A Review of Melinda Palacio’s How Fire Is a Story, Waiting

fireAn earthy elementalism provides the texture and grit of Melinda Palacio’s How Fire Is a Story, Waiting (Tía Chucha Press, 2012). I recently reviewed Lo Kwa Mei-en’s debut collection Yearling and discussed that poet’s use of elemental language, but the elementalism there was dreamlike and metaphoric, the sea and the sky and the ground used figuratively to describe the chaos and upheaval of the human spirit. Here the elements are literal and tangible–dust on feet and dirt dug up for a grave, water flooding a home or a river crossed to a new country, air warm from the ocean or choking in the city. Only the fire of the title remains largely figurative, a storm of life burning under skin exposed to a harsh world.

The book is divided into four sections, each titled for the elements. The first is for fire, and this opening section beats with the pulse of early curiosity, passion, fear, anger. In the title poem that opens the book fire almost is life, holding the passion and identity passed down to the child/poet from her grandmother. Palacio writes in this section about being the child of immigrants, growing up in South-Central Los Angeles, and coping with a father who was in and out of prison and in and out of her life.

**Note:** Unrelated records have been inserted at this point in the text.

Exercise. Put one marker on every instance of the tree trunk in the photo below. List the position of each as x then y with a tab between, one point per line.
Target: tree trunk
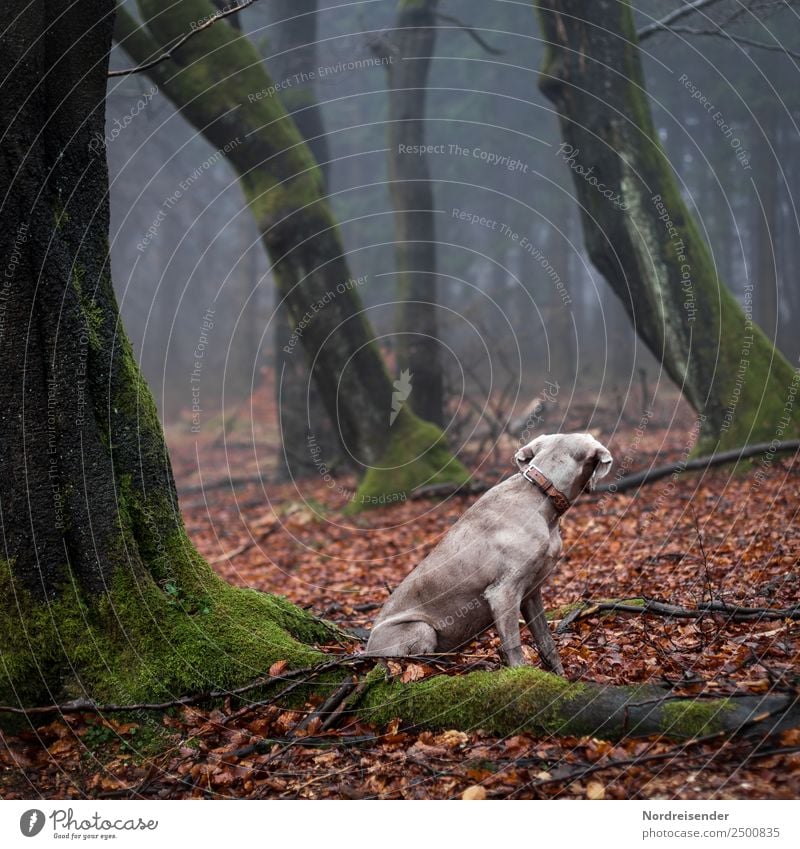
292	58
418	348
641	236
220	85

Her imagery for the most part stays rooted in the real but for a few places where fantastical images are pulled in to highlight very real dangers. In “El South-Central Cucuy” she writes of the titular monster who serves as the Mexican equivalent of the bogey man, telling us about her uncle teasing her that El Cucuy will get her if she doesn’t behave. This is juxtaposed against the revelation three people were killed on her street by gunshot around this same time. Several poems in this section are a similar balancing act between childhood innocence and a harsh awareness of the pain and danger of life. In three especially moving poems about visiting her incarcerated father (“Things to Carry”, “Remembering Persephone”, and “Names and Numbers”, pages 23-25) she achieves poignant and painful resonance with simple lists, counting off things to take to the visitation, steps to seeing her prisoner, and things she does and does not remember about the man.

“One key on a simple ring.

Twenty one-dollar bills for the vending machines.

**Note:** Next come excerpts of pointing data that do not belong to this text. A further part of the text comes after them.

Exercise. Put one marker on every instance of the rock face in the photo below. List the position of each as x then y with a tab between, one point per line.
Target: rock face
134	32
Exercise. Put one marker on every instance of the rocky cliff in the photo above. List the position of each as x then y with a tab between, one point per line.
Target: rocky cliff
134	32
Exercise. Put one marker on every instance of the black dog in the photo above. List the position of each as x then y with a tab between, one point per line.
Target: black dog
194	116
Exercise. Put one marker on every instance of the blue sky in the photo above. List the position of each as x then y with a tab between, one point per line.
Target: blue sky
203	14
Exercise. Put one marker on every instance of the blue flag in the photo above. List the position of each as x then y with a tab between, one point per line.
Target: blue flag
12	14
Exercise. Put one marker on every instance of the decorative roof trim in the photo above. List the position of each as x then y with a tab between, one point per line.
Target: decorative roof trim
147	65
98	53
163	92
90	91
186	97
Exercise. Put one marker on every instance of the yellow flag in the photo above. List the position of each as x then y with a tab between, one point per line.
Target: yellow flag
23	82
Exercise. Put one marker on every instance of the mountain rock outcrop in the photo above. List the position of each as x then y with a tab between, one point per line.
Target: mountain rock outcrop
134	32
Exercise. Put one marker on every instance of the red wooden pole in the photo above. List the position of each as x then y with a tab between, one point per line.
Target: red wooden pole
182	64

A sealed package of tissues.

One comb or brush to look pretty for your prisoner.”
– page 23

The second section is titled Air Carries Her, and it is in this section we see most clearly into Palacio’s Latina cultural heritage. The air here is both a wind sweeping her along to new places in life and the life-breath surrounding her, filling her lungs. Some of the poems from this section are the lightest of the collection, offering a reprieve from the harder truths of the book, but more often this buoyance mixes with melancholy. In the remarkable “The Framed Virgin” (page 41) Palacio tells the story of her grandmother’s answered prayer to the eponymous Virgin for a girl after giving birth to nine boys, and how that girl married a black man from Panama, Melinda’s father, and eventually had Melinda. The poem is simple and unadorned, yet its very simplicity allows the power of this story and its emotional impact to be keenly felt. A similar style and effect is felt “Sin Vergüenza Swagger” (page 48) in which Palacio reflects on her father’s homeland, the land that shaped him, a land that helps explain him to her.

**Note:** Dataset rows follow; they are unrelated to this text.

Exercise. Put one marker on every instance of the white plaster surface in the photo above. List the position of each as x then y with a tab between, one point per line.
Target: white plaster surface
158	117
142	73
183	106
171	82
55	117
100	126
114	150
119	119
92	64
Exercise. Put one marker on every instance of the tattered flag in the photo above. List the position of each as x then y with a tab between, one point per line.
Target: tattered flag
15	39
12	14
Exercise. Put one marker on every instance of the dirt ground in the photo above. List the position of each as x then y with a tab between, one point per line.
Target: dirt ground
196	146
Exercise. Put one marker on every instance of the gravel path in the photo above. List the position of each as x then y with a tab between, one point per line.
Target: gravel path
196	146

The third section, Water Rises South, rolls in with hardship and distress. The waters here rarely sustain, more often drown and ruin. Palacio lives partly in New Orleans and many of these poems are devoted to the catastrophe of Hurricane Katrina. There is also reference to the Deepwater Horizon disaster that ruined so much of the Gulf Coast ecology and seafood economy. Both of these events turned the water that formed the basis of so much of life for New Orleans against the city, transforming a life-giving force into a destructive betrayal. Poems in this section also discuss the Rio Grande, the river forming part of the border between the United States and Mexico that must be crossed if a person is going to enter the U.S. along that stretch of border. In “Distant Suds,” a poem about Palacio’s grandfather, the scalding water of a sink full of dirty dishes speaks to both the resilience and hardship of her immigrant abuelo:

“He pauses for a small smile, thinks about the house he left behind to cross
the border, pick peaches, and, finally,
become an American dish washer on disability.”
– page 63

The book’s final section, Earth Spins, is appropriately the heaviest of the collection. The section begins with a poem titled “Choosing a Coffin” that sets the tone for the rest of this grouping, giving us a scene in which Palacio and her family members must select a coffin for her mother’s burial. She wants a simple pine box. Her family members tell her not to be cheap. Her grandmother spies a fancy white coffin with pink roses. The artificially polite woman assisting them assures them she knew they’d pick that one, it’s their finest, as she is “taking in the shades of bewildered brown faces.” (page 83) The poems that follow deal with further aspects of Palacio grieving the loss of her mother, and the earth of the section’s title here refers most often to the dirt under which her mother and other members of her family are buried. There is an emotional exhaustion underlying the verses of this section that expresses grief more in terms of fatigue than outward sorrow. Life is so much hard work, and addressing the end of a loved one’s life is harder still. The final poem of the book–one of its most powerful–tells the story of her mother’s death and in the process serves as memorial to her life. Her life involved more than its fair share of hurt and struggle but ends here with gentle humor, as the closing words of the collection testify. Palacio is riding in the ambulance with her mother as the older woman’s life slips away. Her mother gives Melinda a note, her last words:

“I unfolded the paper.
The ambulance guy is cute, the note said. The driver is good too.
She managed to scrawl a smiley face, her last signature.

Don’t give up. Live.
Do this in memory of me.”
– page 102

How Fire Is a Story, Waiting is a beautiful collection of poems from an important young poet. The book is both a deeply personal account of a life and the lives that have touched it and a portrait of a broader experience, that of immigrants and their children, who find both life and trouble in these borders. I look forward to reading more from Melinda Palacio.